みのりを尾行しているうちに何事もないまま街に到着した。


紺子「今のところ変な動きはなしか……」

辰美「紺子様、はぐれないように手を繋ぎましょうか?」

紺子「いらねぇよ」

竜奈「だが絶対何かやらかすと思うんだが………」


尾行を続ける3人。視線は完全にみのりの方へ向けているにも関わらず、みのりは紺子たちの存在に気づく気配はない。となると紺子が使った妖術は。


紺子(大成功じゃないですか!やったー!!)


と、心の中で嬉しそうに叫ぶ紺子であった。そんな中竜奈がある2人に目を向ける。


竜奈「……ん?何だあの2人は?」

紺・辰「「?」」

竜奈「親子………なのか?にしては父親の方はやたら背が低く見えるが……」


偶然見つけた親子らしき2人。片方は銀髪の幼い女の子で、父親らしき男の腕をつかんでくっついている。その父親らしきもう片方の男は髭を生やしており、いかにも中年のようにも見えた。
すると紺子があることに気づく。父親の方は紺子たちと同じ人外か?何か動物の体の一部のようなものが生えているではないか。


紺子「あいつの種族何だ?なんかコウモリの翼とワニの尻尾生えてんぞ?」


さらに彼が着ている服にも目を向ける。ところがその瞬間、どういうわけか思わず吹いてしまった。


紺・竜「「ブフォッ!?」」

辰美「ど、どうしたのですかお二方!?」

竜奈「辰美…………あれを見ろ」

辰美「あれ?って何ですかあれ!?」


男のファッションはなんとも目に余るものだった。竜奈なら武道の授業を受けているのでわかるだろうが、革ジャンの下に四字熟語が書かれたTシャツを着込んでいた。
書かれていた四字熟語は『威風堂々』。ラインハルトが着ていた文字入りTシャツ並のひどさである。


竜奈「何なんだあのファッションのひどさは!?ラインハルト先生みたいじゃないか!」

辰美「そ、想像の斜め上を行く破壊力ですわ……!」

紺子「もはやどこから突っ込んでいいかわかんねぇ……!」


開いた口が塞がらず、ただ唖然と見つめることしかできなかった。
そんな親子にある男が近づいてきた。彼を見た3人はさらに驚くことに。なぜなら彼は《《紺子たちがよく知っている男だったからだ》》。


紺子「って、あれって!?」

辰美「コーティア先生!?」


そう、親子に近づいてきたのは美術担当のコーティア。

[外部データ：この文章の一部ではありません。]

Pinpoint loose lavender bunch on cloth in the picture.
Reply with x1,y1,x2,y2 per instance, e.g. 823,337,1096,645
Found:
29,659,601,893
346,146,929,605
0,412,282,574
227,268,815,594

どうやらコーティアも街に来ていたようで、両手の袋には大量の衣服やら食料やら入っていた。
となると髭の男と銀髪の女の子は親子ではない。つまりコーティアが父親となる。


竜奈「コーティア先生、子供いたのか………!?」


兄弟か?いや、年の差が大きすぎる。そもそもあんな髭を生やした男がコーティアの息子とは言いがたい。

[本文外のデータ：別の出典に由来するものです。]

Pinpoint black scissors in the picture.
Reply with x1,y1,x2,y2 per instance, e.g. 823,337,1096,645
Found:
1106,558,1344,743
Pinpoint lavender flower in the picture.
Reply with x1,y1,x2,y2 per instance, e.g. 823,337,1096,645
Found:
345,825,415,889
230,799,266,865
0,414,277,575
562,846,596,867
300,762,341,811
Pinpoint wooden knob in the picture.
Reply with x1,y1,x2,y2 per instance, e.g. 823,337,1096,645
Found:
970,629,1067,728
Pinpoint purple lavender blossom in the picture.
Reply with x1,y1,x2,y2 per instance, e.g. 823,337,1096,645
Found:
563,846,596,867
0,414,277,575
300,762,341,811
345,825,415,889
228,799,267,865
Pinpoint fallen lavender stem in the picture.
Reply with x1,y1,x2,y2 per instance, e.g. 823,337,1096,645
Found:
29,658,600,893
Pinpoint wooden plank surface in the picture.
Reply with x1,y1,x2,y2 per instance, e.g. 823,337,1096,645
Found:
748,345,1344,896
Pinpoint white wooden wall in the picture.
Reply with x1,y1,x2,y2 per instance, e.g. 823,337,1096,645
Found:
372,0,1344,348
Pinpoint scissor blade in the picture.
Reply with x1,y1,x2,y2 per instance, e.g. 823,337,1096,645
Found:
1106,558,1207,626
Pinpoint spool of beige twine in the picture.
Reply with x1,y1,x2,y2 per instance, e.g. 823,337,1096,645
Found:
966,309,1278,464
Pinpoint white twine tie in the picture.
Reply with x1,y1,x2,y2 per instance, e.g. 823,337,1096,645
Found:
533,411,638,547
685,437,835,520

紺子「けど…あの女の子だけ人間の気配がするんだが……」

辰美「え!?どういうことですか!?」


紺子たちの目的はどこへ行ったのやら。本来の目的はみのりを尾行すること。髭の男、女の子、そしてコーティアを見た3人はもう目的などすっかり忘れてしまっていた。
みのりもコーティアたちに気づいたのか、彼らに近づき、コーティアに話しかけた。


みのり「コーティア先生、こんな所で何を?」

コーティア「ん?おや、西田ではないか。奇遇だな。お前も街に用があったのか?」

みのり「ええ、お散歩しに」

コーティア「そうか。我は息子と娘のために買い物を終えて帰ろうかと思っていたところだ」


そう口にしながらも、コーティアはみのりに対して警戒していた。


コーティア(散歩……?あ、たぶんうちの娘のことだ。何かしでかすに違いない…………)

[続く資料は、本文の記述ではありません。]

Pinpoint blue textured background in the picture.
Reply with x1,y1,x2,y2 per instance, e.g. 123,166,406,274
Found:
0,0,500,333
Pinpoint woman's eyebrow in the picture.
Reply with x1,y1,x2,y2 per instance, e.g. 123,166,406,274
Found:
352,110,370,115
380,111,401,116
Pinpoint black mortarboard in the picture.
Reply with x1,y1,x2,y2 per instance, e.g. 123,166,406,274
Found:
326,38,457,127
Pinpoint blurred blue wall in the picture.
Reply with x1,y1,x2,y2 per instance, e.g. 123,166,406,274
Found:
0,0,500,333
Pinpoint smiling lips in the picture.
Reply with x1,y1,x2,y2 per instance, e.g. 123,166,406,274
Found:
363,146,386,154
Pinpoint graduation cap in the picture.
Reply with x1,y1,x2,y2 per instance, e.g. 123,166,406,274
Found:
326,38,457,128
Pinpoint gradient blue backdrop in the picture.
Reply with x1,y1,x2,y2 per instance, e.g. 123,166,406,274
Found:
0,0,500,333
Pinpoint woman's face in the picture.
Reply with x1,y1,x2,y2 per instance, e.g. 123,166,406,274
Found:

みのり「え!?コーティア先生、息子と娘がいたんですか!?」

コーティア「義理だがな」

髭の男「はぁ……何でみんな俺のファッションセンスがわからないんだ……?」

みのり「!?」


ため息をついた男の『威風堂々』と書かれたTシャツを見るみのり。当然紺子たち同様あまりのひどさに唖然としてしまった。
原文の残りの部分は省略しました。